Ceci dit, on assiste à un rattrapage important dans la plupart des pays de ce continent depuis quelques années. Le nombre de personnes démunies est en baisse, et ce, même si la population augmente. Il faut cependant rester très prudent avec les outils de mesure de la pauvreté, car ils dépendent de l’évaluation des prix locaux de certaines denrées et services. C’est ce qu’on appelle la mesure en PPA (parité de pouvoir d’achat). Or, cet outil de mesure n’est pas mis à jour régulièrement. Quant aux données sociodémographiques qui complètent le portrait, elles sont, dans certains pays, peu fiables. Il faut donc se demander si les seuils de pauvreté ont vraiment un sens.

C : Vous estimez que l’aide internationale peut être néfaste. Pourquoi?

AD : Le développement d’un pays passe par une sorte de contrat entre le gouvernement et son peuple. Si l’aide extérieure est trop importante par rapport au budget de fonctionnement d’un gouvernement (au-delà du seuil de 25 % environ) et qu’elle n’est pas conditionnelle à l’atteinte de certains résultats, cela entraîne une trop grande dépendance et favorise le détournement des fonds.
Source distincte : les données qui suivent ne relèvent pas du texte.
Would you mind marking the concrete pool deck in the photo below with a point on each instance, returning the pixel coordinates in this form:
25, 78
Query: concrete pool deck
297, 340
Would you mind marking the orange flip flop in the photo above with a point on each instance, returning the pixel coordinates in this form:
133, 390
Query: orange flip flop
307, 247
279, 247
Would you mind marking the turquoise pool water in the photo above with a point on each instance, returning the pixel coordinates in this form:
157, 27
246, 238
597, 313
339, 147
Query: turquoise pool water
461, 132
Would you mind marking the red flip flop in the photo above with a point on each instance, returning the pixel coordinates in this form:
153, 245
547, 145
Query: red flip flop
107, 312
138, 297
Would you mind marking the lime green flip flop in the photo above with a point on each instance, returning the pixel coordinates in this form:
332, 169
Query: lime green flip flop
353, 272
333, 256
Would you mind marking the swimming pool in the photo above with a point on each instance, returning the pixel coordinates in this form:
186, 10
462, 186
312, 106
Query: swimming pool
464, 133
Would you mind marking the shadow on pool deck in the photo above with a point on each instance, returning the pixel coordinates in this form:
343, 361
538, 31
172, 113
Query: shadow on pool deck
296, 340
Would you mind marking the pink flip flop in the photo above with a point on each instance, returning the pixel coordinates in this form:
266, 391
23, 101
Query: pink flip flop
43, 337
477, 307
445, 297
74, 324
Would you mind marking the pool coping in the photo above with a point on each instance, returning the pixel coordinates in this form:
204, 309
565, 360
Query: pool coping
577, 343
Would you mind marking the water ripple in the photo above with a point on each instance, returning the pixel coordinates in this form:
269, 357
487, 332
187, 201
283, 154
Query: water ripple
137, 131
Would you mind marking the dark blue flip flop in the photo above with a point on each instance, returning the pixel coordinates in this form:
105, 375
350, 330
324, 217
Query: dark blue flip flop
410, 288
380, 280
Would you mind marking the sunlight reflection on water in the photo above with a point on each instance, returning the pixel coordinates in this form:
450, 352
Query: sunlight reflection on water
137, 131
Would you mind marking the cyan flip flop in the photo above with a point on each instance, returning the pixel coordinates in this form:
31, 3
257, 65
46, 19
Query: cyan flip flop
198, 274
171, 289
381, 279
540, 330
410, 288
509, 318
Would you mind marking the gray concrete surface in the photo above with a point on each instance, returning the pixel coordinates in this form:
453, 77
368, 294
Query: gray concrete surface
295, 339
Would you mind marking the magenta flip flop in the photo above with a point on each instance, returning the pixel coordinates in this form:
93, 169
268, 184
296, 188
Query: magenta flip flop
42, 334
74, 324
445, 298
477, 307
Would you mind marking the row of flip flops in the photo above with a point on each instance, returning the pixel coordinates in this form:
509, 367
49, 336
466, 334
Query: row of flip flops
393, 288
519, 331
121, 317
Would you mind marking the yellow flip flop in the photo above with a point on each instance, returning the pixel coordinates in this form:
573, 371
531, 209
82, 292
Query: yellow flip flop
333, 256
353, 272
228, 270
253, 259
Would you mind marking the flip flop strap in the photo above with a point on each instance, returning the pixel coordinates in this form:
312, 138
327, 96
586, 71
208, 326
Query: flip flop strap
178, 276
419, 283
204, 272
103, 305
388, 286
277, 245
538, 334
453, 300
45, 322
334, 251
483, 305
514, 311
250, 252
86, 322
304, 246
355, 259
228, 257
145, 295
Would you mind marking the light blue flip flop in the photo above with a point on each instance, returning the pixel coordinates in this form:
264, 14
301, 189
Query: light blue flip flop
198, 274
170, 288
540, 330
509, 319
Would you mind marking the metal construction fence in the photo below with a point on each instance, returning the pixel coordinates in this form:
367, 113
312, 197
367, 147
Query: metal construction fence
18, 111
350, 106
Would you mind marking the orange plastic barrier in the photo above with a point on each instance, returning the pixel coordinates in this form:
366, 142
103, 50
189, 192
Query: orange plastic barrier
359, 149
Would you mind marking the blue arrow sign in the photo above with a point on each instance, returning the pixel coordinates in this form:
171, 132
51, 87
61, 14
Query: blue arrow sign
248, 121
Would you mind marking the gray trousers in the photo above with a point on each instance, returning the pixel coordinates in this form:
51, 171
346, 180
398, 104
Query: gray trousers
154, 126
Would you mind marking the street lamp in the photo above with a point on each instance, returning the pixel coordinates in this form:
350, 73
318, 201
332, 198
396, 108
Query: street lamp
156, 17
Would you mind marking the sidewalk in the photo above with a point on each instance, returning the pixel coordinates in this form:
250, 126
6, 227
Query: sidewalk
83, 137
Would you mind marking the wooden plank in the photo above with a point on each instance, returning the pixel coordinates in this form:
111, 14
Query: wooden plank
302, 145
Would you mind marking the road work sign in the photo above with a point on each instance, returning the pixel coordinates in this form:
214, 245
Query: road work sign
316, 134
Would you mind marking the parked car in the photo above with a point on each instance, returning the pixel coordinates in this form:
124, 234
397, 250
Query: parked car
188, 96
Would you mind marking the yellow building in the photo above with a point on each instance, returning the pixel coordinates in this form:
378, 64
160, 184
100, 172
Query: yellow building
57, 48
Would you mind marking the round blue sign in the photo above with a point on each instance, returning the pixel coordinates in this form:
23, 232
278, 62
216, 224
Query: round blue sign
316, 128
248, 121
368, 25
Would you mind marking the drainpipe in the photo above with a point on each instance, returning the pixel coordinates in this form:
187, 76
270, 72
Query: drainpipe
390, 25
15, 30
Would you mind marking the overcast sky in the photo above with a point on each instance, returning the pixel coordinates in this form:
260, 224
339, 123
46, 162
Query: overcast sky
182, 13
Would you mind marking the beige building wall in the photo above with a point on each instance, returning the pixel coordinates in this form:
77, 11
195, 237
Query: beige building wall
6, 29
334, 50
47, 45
Tout n’est pas mauvais dans l’aide. Par exemple, les grandes campagnes de vaccination donnent de bons résultats. Mais encore faudrait-il que les pays riches trouvent aussi des remèdes pour les maladies qui ne les concernent pas, comme le paludisme, notamment. Il est certain que le bien-être d’un pays passe par une amélioration des résultats en matière de santé des populations. Mais les pays riches doivent aussi favoriser une plus grande ouverture des marchés internationaux pour les produits africains, par exemple, et aussi limiter leurs ventes d’armes. Voilà une façon d’aider vraiment éthique.

C : L’épargne a sensiblement diminué chez les Américains. Pourquoi?

AD : La portion de leur revenu que les Américains mettent de côté a décliné, surtout ces trente dernières années, [passant de 8 % dans les années 1980 à 1 % actuellement]. Nous ne savons pas exactement pourquoi ce fut le cas, et il y a plusieurs explications possibles : il est plus facile d’emprunter qu’autrefois, il n’est plus aussi nécessaire d’épargner pour être autoriser à s’acheter une maison, une voiture ou un lave-vaisselle; la Sécurité sociale a peut-être réduit le besoin d’épargner pour sa retraite; et l’Américain moyen a bénéficié des hausses de la bourse et de l’immobilier, du moins jusqu’à la Grande Récession.

C : Vous constatez un accroissement des inégalités aux États-Unis. En êtes-vous inquiet?

AD : Les inégalités ne sont pas mauvaises en soi si elles motivent ceux qui sont en retrait à tenter de s’élever. Mais actuellement, la croissance et le progrès ne bénéficient plus qu’à une infime partie de la population. Entre 1980 et 2011 aux États-Unis, le revenu avant impôt du 1 % le plus riche a été multiplié par 2,35 alors qu’il est resté quasiment stable pour 90 % de la population. Cela fera d’ailleurs l’objet de mon prochain livre : essayer de comprendre le désespoir des quarantenaires blancs, surreprésentés dans les cas de suicide, d’alcoolisme et de dépendance aux opioïdes, et qui ont largement voté pour Donald Trump. Voyez où ça peut mener, les inégalités!

C : Votre livre a été écrit avant l’élection américaine. L’arrivée de Donald Trump à la présidence changera-t-elle la donne, à votre avis?

AD : D’immenses progrès ont été faits depuis 250 ans. Certains croient que tout cela pourrait disparaître, mais pas moi. Même s’il faudra trouver un moyen de conjuguer croissance et réponse aux défis environnementaux, je reste optimiste… à long terme. Pour les quatre prochaines années par contre, ça va être une période difficile!

La grande évasion, Angus Deaton, Presses universitaires de France, 2016, 384 pages.